Vancouver, Canada — MININGREVIEW.COM — 27 May 2009 – Equinox Minerals Limited – an international exploration and mine development company which is dual-listed on the Toronto and Australian stock exchanges, and which owns Africa’s biggest copper mine – is to re-assess a shelved US$200 million (R1.8 billion) uranium treatment plant at the project in Zambia, in the wake of re-bounding nuclear fuel prices.
“What we have been looking for is an improvement in the uranium price, and there does seem to be solid improvement there,” CEO Craig Williams said in an interview. “We will start to look seriously at that in the second half of this year. It’s a decent size uranium mine.”
Uranium prices have jumped 25% from a low of US$40 a pound in April as buyers returned to the market, UBS AG analysts said in a report last week.

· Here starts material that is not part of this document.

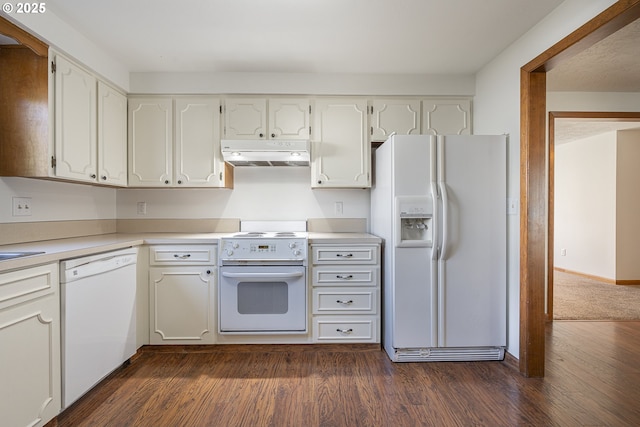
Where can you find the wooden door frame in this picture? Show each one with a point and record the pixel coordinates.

Construction of the plant at the US$814 million (R7.3 billion) Lumwana mine had been delayed in January due to a drop in prices and difficulty raising funds, the company explained.
“Before we push the button we need to put some off-take contracts in place and finance,” said Williams, adding that it is almost inevitable that the plant will be built. “It will probably take 18 to 24 months to build,” he added.
“The uranium mine at Lumwana will produce about 2 Mlbs annually,” Williams said. “Output of copper this year is on target to meet the company’s forecast of 170 000 metric tonnes, he added.
Equinox sold 23 966 tons of copper in the first quarter of 2009, according to a statement earlier this month. The company sold US$163 million (R1.5 billion) in shares last month to fund expansion of its Lumwana mine.